2024-03-30 02:58:11

by Wen Yang

[permalink] [raw]
Subject: [RESEND PATCH v3] exit: move trace_sched_process_exit earlier in do_exit()

From: Wen Yang <[email protected]>

In a safety critical system, when some processes exit abnormally,
it is hoped that prompt information can be reported to the monitor
as soon as possible.

Commit 2d4bcf886e42 ("exit: Remove profile_task_exit & profile_munmap")
simplified the code, but also removed profile_task_exit(), which may
prevent third-party kernel modules from detecting process exits timely.

Compared to adding an extra tracking point, it is better to move the
existing trace_sched_process_exit() earlier in do_exit(), since any tracer
interested in knowing the point where a task is really reclaimed is
trace_sched_process_free() called from delayed_put_task_struct().[1]

Andrew raised a concern:
If userspace is awaiting this notification to say "it's now OK to read
the dump file" then it could break things?
The nearby proc_exit_connector() can be used for this purpose. But we
couldn't find any specific code that concerns the location of
trace_sched_process_exit().

Oleg initially proposed this suggestion, and Steven further provided some
detailed suggestions, and Mathieu carefully checked the historical code
and said:
: I've checked with Matthew Khouzam (maintainer of Trace Compass)
: which care about this tracepoint, and we have not identified any
: significant impact of moving it on its model of the scheduler, other
: than slightly changing its timing.
: I've also checked quickly in lttng-analyses and have not found
: any code that care about its specific placement.
: So I would say go ahead and move it earlier in do_exit(), it's
: fine by me. [2]

[1]: https://lore.kernel.org/all/[email protected]/
[2]: https://lore.kernel.org/all/[email protected]/

Suggested-by: Oleg Nesterov <[email protected]>
Suggested-by: Steven Rostedt <[email protected]>
Suggested-by: Mathieu Desnoyers <[email protected]>
Signed-off-by: Wen Yang <[email protected]>
Cc: Masami Hiramatsu <[email protected]>
Cc: Mathieu Desnoyers <[email protected]>
Cc: Ingo Molnar <[email protected]>
Cc: Andrew Morton <[email protected]>
Cc: Christian Brauner <[email protected]>
Cc: Mel Gorman <[email protected]>
Cc: Peter Zijlstra <[email protected]>
Cc: [email protected]
---
kernel/exit.c | 2 +-
1 file changed, 1 insertion(+), 1 deletion(-)
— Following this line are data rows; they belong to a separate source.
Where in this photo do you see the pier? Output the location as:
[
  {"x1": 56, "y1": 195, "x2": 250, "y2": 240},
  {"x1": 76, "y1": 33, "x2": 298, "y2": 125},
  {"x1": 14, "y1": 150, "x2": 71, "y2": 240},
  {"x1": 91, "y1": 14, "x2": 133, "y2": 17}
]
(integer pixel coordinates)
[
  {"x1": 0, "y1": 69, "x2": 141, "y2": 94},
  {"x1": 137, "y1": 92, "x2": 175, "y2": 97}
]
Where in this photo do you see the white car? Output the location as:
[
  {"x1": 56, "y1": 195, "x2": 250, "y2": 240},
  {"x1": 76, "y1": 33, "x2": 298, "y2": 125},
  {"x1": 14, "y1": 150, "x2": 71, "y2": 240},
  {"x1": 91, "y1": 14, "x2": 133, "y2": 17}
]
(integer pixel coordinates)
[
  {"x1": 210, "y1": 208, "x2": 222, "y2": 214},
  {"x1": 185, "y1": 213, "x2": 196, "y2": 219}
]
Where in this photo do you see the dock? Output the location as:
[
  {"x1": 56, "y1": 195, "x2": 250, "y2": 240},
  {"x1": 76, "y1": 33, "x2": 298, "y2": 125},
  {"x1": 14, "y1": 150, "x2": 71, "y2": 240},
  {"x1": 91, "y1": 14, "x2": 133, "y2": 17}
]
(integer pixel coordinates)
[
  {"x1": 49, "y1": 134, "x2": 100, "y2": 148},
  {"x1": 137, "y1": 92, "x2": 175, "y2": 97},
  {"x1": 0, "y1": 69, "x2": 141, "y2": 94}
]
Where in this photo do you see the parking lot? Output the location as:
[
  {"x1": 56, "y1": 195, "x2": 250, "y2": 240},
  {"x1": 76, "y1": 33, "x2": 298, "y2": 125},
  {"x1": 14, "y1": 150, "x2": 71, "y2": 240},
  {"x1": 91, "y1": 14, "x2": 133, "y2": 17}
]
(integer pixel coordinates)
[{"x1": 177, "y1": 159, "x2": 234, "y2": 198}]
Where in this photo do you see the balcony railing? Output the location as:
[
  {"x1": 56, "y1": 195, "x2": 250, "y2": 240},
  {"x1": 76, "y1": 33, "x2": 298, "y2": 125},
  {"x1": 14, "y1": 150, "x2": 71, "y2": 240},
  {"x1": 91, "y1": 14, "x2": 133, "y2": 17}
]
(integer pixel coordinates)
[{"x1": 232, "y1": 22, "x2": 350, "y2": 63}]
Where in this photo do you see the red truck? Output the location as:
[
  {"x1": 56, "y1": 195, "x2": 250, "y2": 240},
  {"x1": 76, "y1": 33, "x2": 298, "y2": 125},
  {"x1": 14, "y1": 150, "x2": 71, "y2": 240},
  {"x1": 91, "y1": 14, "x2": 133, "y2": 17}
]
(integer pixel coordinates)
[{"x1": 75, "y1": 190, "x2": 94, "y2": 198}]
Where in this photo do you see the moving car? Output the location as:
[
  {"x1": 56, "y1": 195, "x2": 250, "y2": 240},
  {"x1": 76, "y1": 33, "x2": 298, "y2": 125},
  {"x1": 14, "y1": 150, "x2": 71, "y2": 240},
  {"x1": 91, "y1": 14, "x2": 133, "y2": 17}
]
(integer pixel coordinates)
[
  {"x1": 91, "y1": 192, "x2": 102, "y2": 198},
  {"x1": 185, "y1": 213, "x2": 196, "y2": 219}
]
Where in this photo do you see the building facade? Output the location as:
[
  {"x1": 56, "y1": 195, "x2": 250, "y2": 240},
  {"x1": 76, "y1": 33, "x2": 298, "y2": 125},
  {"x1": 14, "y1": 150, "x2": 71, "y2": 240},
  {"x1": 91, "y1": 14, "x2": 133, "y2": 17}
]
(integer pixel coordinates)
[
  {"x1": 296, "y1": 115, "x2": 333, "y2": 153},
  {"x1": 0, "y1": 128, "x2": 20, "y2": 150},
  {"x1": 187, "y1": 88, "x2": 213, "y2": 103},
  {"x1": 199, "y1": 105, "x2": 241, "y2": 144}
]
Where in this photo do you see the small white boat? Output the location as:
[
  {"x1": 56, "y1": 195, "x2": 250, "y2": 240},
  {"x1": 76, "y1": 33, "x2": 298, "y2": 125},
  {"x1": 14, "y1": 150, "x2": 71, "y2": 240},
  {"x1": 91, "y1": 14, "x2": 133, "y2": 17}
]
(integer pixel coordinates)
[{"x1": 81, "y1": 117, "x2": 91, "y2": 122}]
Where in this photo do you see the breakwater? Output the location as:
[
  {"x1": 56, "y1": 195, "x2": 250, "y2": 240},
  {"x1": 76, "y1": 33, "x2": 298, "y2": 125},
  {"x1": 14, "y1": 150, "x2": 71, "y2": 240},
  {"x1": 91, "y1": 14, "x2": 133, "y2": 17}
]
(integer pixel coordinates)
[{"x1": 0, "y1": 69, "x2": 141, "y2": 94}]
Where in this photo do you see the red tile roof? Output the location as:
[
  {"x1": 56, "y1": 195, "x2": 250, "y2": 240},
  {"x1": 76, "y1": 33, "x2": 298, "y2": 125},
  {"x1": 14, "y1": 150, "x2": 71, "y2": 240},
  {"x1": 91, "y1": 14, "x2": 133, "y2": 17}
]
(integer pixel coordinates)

diff --git a/kernel/exit.c b/kernel/exit.c
index 493647fd7c07..2cff6533cb39 100644
--- a/kernel/exit.c
+++ b/kernel/exit.c
@@ -826,6 +826,7 @@ void __noreturn do_exit(long code)

WARN_ON(tsk->plug);

+ trace_sched_process_exit(tsk);
kcov_task_exit(tsk);
kmsan_task_exit(tsk);

@@ -866,7 +867,6 @@ void __noreturn do_exit(long code)

if (group_dead)
acct_process();
- trace_sched_process_exit(tsk);

exit_sem(tsk);
exit_shm(tsk);
--
2.25.1



2024-03-30 10:28:50

by Ingo Molnar

[permalink] [raw]
Subject: Re: [RESEND PATCH v3] exit: move trace_sched_process_exit earlier in do_exit()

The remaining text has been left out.